6. Cameras with Higher Megapixels have Better Picture Quality
Most people prefer buying a smartphone that offer cameras with higher megapixels in the hope of getting better picture quality. Every smartphone manufacturer highlights this feature to attract more customers when the truth is that the picture quality does not just depend on the pixel count. The size of the camera sensor also plays an important part in the quality of the image. Camera with larger sensors picks more light data, making your images look more crisp. So avoid taking a decision solely on the number of pixels. Instead, check the size of the camera’s sensor before buying a smartphone for taking pictures. The whole concept is best explained by an article on CNET. By the way, this rule also applies on digital cameras.

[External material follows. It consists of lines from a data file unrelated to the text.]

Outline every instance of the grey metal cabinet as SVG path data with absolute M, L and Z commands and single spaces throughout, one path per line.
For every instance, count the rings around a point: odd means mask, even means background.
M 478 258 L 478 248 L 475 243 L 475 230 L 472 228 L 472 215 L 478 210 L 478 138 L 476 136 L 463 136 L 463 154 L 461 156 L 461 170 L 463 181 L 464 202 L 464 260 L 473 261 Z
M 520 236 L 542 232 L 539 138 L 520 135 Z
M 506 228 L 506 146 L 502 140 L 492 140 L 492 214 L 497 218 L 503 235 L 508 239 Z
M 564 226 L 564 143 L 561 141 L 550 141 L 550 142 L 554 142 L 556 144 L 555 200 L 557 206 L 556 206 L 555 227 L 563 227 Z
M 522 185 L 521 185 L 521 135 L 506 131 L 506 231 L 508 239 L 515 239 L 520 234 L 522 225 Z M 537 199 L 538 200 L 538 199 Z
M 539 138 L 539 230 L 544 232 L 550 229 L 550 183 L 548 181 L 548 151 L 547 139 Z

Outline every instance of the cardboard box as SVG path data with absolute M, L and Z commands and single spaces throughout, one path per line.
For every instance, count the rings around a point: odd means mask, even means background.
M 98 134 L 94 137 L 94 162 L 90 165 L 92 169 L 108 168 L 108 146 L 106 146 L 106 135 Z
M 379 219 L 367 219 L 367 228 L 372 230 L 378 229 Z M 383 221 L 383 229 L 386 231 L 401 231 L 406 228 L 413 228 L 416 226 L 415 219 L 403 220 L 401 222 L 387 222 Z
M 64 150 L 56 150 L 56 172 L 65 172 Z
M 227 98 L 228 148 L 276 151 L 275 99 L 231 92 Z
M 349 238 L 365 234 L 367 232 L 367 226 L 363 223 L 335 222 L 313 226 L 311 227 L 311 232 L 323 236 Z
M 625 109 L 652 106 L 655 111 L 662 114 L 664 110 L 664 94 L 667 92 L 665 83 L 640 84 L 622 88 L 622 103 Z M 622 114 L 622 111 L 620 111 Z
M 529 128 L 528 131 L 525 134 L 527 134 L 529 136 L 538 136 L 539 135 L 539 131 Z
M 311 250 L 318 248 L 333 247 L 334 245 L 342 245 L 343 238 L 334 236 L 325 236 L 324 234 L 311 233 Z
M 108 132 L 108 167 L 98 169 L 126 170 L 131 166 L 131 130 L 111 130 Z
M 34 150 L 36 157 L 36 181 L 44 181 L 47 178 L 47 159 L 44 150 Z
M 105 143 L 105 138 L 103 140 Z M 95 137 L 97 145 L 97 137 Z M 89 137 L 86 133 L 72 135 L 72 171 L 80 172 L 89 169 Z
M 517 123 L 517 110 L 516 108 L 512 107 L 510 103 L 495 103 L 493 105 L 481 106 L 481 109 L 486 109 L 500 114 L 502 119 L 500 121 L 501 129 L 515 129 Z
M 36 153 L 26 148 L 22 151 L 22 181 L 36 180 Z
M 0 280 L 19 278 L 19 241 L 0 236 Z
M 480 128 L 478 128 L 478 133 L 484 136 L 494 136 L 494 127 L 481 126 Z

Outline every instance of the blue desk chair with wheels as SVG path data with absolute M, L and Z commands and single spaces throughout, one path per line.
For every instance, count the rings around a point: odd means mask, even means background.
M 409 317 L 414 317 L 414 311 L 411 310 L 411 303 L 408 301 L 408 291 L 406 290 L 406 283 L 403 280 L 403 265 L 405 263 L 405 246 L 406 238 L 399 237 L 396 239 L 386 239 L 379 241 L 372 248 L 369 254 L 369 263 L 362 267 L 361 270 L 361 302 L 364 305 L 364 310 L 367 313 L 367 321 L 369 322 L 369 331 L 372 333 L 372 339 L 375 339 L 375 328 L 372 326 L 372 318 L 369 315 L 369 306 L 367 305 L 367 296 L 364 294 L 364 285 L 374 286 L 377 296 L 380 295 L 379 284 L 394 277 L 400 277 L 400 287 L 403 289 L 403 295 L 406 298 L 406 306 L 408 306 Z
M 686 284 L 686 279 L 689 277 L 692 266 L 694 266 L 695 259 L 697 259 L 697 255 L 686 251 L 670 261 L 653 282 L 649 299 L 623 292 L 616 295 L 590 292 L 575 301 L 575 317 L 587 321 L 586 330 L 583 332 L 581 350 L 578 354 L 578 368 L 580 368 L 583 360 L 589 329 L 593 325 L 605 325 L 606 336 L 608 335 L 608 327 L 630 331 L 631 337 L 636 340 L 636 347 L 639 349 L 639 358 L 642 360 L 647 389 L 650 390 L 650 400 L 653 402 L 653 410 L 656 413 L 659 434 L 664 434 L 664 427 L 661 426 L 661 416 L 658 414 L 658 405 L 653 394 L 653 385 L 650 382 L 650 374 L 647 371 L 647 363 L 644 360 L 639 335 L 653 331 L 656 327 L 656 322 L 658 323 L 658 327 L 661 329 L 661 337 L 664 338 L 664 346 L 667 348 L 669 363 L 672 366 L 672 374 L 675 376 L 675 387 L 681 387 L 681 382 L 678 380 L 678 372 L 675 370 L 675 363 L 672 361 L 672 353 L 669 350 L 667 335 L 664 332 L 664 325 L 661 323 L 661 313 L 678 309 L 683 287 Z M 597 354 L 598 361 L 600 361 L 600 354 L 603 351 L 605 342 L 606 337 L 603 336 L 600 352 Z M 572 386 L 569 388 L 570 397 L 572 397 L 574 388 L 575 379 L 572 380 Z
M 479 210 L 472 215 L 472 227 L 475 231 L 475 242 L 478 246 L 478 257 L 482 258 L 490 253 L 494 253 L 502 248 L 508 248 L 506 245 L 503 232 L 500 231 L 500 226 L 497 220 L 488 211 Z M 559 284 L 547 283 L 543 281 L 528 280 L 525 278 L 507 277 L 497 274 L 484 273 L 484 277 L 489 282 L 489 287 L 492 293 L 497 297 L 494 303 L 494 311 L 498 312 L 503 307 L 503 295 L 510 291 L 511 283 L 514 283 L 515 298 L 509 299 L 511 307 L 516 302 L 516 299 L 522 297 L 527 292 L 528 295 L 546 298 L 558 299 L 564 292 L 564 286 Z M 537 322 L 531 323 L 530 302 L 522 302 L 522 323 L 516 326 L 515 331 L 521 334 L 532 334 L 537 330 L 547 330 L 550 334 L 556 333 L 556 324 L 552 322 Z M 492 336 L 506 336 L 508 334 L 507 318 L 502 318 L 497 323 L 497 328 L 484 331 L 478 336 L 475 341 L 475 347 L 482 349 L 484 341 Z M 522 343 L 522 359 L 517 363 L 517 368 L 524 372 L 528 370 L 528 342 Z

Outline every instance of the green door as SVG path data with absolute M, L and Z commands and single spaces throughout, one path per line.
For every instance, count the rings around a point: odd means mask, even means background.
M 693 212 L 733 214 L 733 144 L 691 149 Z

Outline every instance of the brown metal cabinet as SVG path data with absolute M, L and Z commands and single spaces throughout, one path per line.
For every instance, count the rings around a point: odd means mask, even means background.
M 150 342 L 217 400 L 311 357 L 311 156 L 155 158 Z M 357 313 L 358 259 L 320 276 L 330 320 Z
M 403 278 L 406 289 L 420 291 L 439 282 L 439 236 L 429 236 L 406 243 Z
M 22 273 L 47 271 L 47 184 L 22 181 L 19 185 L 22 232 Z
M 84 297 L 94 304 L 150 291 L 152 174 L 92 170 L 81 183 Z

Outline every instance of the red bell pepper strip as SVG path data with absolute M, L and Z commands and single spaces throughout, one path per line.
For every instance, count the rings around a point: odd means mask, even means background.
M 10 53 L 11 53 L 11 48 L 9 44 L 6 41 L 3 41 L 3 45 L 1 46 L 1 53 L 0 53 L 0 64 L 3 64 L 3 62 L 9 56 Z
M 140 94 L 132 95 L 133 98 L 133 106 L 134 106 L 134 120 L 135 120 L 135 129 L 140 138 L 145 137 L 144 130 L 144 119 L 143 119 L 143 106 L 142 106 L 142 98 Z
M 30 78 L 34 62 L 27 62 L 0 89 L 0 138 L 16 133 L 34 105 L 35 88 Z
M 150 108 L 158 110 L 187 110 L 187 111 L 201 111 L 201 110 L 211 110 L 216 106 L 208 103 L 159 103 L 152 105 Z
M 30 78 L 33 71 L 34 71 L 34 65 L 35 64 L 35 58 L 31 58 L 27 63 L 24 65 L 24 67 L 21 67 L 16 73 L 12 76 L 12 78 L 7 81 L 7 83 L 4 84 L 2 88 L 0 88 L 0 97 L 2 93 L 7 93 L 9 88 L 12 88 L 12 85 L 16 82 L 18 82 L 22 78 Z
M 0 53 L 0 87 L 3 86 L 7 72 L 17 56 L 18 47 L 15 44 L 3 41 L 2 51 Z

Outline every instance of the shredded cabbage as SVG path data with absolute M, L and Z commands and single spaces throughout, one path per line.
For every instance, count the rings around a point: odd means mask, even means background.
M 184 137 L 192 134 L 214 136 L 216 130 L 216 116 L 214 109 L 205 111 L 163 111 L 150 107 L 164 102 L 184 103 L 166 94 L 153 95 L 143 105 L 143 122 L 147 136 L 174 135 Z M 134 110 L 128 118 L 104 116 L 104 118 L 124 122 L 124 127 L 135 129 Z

7. Private Browsing Protects Your Privacy Online
Browsers offer a special feature which claim to offer additional security and privacy. This feature, known as private or ignite browsing, allegedly keeps your browser from saving the details about the websites you visit. The truth is that this feature is not as private as it claims to be. The websites and ad trackers can easily track your browsing history and other browsing activities in incognito mode. It is also proved in a 2010 study done at Stanford University. It is strongly recommended that you delete your browsing history every week. Furthermore, it is better to use a proxy server or VPN (virtual private network) to surf the web.
8. 64-Bit OS Runs Faster Than 32-Bit OS
Another common tech myth circulating for quite a time now is that 64-Bit OS works faster than 32-Bit. In actual, the only difference between them is the ability to save data. The number of bits in a processor determines the quantity of data it can handle. They have nothing to do with the performance.
9. Signal Bars on Smartphones Determine Signal Strength
People tend to change their location when they find one or two signal strength bars on their smartphone thinking that smartphone is receiving weak mobile signals. It is generally assumed that signal bars on smartphones represent the quality of mobile signals. The truth is that signal bars have nothing to do with the signal strength. The signal bars show the strength of signals your mobile is receiving from the nearby mobile tower. Your device may show strong signals, but if there is a single tower in your location and a large number of people are connected to it, then you will face communication issues.
10. Third-Party Chargers Damage Your Devices
It is generally believed that third-party chargers damage the device. This misconception is only partially true. If you are using a branded charger manufactured by a reliable company like Monoprice or Belkin and it is compatible with your device, then there is no harm in using it. On the other hand, low-quality chargers that do not have an established brand name may damage your device. The best option is to use the charger that comes with the device, but if it gets damaged or goes missing, then it is perfectly fine to use a third-party charger.